The shorter, full-blown roses are the same height as her, and she shows a lot of interest in the flowers. Right beside her there is a red-pink rosebud, which she first gently skims with her index before bending her neck to sniff the flower with a theatrical gesture and to finally gasp in wonderment. I burst out laughing. Then I realize that Brother Jacob and Brother Matthew have made their way out of the library into the garden. I don’t know how long they’ve been standing there for, watching us, but they both have beaming smiles. They then rally up more brothers, and by the end, there are eleven of them; the only one missing is Brother Zacharias. They want Flóra Sól to give a repeat performance of sniffing the rose. The child enjoys being in the limelight and continues her act without further ado. The monks laugh for a good while. I’m a little bit stressed about having the child in the garden; it’s considered to be within the walls of the monastery, and I never intended to stop there for long.

Brother Michael vanishes and swiftly returns with a ball in his hands; it’s the size of a football, except that it’s pink and has the picture of a dolphin on it, as far as I can make out. They confer on how best to organize the game so that the child can be in the middle and come to the conclusion that it’s best to place it on the lawn and very slowly roll the ball toward the child. My daughter titters and laughs and claps her hands. She’s quick to grasp the rules of the game. I see her stroking Brother Paul’s bald head. Before going home I clip a bunch of roses to take with me. It occurs to me as I’m giving the child a piggyback down the steps that I must remember to ask Brother Gabriel for his vegetable soup recipe.

As soon as the bouquet of roses is in water in the middle of the kitchen table, I feel it was a bit rash of me to come home with all those roses. I must at least make it clear that the roses are from the child to the mother.

I discuss the garden with Anna in the evening, once I’ve put the child to bed. I tell her I’m trying to save a centuries-old rose garden, with some unique species, from neglect and abandonment.
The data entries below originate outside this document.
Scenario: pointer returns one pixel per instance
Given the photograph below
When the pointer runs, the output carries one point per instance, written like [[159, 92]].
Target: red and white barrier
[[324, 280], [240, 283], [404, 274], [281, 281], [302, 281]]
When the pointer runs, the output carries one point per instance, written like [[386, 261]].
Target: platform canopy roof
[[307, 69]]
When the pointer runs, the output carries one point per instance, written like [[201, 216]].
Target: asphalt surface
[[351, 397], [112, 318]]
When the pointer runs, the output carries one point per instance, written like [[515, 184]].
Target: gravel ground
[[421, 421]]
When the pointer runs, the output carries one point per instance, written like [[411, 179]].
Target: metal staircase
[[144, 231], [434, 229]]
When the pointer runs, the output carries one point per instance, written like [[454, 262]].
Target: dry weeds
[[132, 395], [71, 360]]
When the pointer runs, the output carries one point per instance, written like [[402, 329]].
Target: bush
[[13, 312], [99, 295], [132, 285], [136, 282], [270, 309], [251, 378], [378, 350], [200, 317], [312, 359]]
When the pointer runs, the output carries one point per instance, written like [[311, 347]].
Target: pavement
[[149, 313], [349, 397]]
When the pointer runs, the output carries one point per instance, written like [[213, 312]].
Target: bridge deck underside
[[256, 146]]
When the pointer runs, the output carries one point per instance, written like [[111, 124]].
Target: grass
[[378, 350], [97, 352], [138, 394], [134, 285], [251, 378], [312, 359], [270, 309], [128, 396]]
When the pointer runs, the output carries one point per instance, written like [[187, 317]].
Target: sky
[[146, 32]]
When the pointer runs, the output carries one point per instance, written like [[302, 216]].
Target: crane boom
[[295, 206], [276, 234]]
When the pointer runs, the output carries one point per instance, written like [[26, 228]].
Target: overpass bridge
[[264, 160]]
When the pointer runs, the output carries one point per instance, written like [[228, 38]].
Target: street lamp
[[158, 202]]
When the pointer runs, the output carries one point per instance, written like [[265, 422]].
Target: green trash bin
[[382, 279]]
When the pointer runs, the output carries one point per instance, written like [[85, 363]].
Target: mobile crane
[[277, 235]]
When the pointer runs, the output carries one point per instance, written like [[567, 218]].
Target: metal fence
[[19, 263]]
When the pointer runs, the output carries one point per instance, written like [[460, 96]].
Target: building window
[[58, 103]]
— Your dad didn’t mention any work in the garden, she says.

— Many species are in danger of extinction, I say, and that’ll reduce the flora, I add, a point of view the genetics expert should well understand.

— Yeah, she says, it’s no problem to split the day so that I’ll be with Flóra Sól in the afternoons while you go to the garden. Instead I’ll do a bit of studying in the evenings, when she’s asleep, if that’s OK by you.